The Salmon-Challis National Forest will be submitting an application to the Idaho Department of Parks and Recreation (IDPR) for a grant to help fund the Corn Creek Launch Site Improvement Project. The funds will be used to improve safety and accessibility for users of the launch site by extending the existing boat ramp and improving the parking area. The project will provide a safer launch opportunity for jet boats and provide float boaters with a safer location to unload and gear up their boats. The Salmon-Challis needs your support to obtain IDPR Grant Funding. The Forest is requesting letters (e-mails) from users describing their support for IDPR Grant Funding of this project.
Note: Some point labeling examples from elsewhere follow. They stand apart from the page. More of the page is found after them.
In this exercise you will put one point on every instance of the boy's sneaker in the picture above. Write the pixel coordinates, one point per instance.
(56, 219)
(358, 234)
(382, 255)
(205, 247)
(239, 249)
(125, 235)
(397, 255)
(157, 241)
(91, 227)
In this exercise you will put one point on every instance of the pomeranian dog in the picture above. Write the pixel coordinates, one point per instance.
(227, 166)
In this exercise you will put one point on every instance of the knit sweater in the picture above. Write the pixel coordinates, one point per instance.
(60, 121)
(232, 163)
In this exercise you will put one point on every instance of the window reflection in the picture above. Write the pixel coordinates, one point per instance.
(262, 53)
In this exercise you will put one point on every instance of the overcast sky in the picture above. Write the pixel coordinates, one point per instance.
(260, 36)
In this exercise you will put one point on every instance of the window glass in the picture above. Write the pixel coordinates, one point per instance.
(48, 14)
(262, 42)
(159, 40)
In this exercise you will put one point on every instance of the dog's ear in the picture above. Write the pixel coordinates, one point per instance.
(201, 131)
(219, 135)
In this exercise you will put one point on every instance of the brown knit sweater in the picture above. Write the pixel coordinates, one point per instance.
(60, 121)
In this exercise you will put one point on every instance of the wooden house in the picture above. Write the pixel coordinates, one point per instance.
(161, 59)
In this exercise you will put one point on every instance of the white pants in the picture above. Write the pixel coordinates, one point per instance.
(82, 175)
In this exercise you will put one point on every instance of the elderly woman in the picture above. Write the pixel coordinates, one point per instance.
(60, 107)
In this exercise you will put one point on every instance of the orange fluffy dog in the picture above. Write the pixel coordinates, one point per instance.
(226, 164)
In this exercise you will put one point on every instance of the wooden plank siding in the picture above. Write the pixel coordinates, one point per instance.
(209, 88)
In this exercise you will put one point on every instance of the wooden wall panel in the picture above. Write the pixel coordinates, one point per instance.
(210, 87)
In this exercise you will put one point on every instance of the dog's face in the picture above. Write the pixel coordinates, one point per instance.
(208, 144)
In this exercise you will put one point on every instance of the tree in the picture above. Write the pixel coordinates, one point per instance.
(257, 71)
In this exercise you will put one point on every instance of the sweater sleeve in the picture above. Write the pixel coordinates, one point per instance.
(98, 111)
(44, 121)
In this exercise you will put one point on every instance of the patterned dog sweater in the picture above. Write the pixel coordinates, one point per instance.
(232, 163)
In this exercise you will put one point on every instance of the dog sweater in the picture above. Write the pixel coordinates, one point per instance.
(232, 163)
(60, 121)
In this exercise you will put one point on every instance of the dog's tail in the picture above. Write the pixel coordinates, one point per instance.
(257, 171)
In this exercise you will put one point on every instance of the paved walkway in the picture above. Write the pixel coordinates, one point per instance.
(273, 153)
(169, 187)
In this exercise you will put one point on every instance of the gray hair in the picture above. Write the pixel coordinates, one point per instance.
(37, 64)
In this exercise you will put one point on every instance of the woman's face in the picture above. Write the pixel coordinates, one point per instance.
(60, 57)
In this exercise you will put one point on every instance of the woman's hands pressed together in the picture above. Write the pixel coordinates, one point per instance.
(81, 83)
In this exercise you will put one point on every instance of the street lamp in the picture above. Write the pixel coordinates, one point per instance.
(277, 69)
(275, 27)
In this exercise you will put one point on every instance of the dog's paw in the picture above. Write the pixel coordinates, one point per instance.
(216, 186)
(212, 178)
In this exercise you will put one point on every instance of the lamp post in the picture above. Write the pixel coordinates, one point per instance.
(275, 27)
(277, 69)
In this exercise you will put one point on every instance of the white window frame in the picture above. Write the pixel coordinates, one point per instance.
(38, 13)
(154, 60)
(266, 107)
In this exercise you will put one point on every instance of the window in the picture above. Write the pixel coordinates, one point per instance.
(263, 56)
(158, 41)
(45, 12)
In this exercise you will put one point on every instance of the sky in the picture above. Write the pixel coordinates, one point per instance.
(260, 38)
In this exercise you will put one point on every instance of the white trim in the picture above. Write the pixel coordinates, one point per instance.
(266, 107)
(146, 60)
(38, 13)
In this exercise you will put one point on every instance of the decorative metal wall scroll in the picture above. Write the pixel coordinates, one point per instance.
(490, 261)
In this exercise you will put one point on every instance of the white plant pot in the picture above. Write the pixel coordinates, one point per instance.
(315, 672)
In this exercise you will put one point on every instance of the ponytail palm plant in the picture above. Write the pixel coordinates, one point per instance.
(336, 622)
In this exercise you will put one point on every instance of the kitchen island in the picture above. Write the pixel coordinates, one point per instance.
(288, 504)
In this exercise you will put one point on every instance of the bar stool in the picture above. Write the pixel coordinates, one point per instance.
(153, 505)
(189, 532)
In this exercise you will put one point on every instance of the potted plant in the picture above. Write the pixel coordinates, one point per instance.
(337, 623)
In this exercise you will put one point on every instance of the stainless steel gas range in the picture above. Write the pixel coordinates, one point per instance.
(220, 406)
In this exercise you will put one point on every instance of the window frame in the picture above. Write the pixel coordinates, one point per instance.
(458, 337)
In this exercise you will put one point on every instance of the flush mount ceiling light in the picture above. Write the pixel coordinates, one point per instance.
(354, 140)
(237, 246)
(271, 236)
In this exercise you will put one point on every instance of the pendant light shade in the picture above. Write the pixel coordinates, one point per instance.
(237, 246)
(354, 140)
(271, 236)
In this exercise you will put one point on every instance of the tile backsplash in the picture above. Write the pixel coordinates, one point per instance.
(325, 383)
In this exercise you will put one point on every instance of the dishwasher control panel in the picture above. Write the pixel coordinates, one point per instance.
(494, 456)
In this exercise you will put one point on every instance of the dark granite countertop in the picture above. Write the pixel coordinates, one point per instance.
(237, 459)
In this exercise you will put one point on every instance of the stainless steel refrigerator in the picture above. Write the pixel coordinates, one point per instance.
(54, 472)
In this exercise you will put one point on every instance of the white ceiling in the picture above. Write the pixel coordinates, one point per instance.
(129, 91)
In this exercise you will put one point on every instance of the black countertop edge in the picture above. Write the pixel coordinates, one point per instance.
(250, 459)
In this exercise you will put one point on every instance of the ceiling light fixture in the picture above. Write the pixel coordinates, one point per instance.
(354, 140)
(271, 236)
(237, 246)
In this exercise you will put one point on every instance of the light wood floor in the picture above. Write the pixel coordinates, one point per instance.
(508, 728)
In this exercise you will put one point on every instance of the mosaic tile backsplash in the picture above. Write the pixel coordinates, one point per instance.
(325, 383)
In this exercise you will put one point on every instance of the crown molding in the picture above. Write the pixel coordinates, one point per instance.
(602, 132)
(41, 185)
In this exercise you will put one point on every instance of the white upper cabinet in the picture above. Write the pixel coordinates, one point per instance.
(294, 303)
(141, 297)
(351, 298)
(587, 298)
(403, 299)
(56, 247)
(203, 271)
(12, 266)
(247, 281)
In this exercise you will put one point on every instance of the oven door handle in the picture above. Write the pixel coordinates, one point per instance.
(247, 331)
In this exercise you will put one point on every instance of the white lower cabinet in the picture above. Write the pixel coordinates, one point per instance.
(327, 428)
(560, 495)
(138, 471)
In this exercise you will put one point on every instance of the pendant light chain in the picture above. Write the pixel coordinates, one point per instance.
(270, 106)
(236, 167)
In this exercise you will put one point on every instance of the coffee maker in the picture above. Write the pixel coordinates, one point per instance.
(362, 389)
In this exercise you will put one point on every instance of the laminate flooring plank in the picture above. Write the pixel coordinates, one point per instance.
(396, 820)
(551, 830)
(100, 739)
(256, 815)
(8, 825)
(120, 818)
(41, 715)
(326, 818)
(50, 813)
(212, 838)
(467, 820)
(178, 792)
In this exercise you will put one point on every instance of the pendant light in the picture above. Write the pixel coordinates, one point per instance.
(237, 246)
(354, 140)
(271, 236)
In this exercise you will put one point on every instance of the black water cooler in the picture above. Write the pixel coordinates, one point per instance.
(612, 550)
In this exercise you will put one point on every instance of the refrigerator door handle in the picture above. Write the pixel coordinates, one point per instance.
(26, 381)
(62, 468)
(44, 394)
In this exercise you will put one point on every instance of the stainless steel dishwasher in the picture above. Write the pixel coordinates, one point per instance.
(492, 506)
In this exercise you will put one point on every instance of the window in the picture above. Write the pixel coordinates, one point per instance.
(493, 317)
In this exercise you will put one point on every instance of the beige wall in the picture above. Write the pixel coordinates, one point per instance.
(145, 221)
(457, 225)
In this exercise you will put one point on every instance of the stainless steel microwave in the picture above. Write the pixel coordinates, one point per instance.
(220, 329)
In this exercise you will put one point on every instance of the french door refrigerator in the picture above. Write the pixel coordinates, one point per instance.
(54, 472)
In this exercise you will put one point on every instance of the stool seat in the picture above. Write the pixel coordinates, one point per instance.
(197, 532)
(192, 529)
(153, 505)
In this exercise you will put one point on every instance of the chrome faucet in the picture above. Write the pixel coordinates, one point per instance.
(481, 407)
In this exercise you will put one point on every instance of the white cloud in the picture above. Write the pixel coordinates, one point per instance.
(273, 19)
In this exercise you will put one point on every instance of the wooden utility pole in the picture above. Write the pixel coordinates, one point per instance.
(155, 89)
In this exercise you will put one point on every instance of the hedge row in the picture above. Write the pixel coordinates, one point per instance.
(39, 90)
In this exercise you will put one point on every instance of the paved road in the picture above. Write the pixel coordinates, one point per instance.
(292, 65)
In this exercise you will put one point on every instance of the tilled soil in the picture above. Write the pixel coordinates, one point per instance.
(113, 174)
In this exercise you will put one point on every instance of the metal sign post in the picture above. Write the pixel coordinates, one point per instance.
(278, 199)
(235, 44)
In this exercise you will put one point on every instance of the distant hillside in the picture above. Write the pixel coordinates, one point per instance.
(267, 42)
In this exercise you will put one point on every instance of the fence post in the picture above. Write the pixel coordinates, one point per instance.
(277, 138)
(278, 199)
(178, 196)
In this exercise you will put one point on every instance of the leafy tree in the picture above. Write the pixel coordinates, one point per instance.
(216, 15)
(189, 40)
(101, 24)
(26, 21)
Additional information regarding this project can be obtained from Larry Vogel, North Zone Recreation Staff, at the North Fork Ranger District Office at (208 ) 865-2726. Letters of support can be e-mailed to [email protected] and need to be received by January 8, 2016. Please feel free to forward this e-mail to any and all groups or individuals who may support the project. The more support the project has the better the chances of obtaining funding.

Thank you.

Larry Vogel 
North Zone Recreation
Forest Service
Salmon-Challis National Forest
p: 208-865-2700 
[email protected]


----------



## FatmanZ (Sep 15, 2004)

I received an email with the same information today. Out of curiosity I responded and asked why they were hoping to use Idaho P&R funds to pay for the improvement instead of using USFS funds and/or funds from river user fees. 
Here is the response I received from Larry:

"IDPR funds are federal gas tax funds that go back to the state so they can decide where to spend them. It is very common (here anyway) for municipalities, fed, state agencies etc.. to apply for these funds. We will be matching the IDPR funds with rec fees."

Regardless, it seems strange to use Idaho P&R funds to pay for improvements at a remote location whose primary use is for those launching on a Main Salmon float trip. I'd rather see the funds used for improvements to several spartan launch areas upstream that the more local residents use far more than they do Corn Creek. 

Thoughts?


----------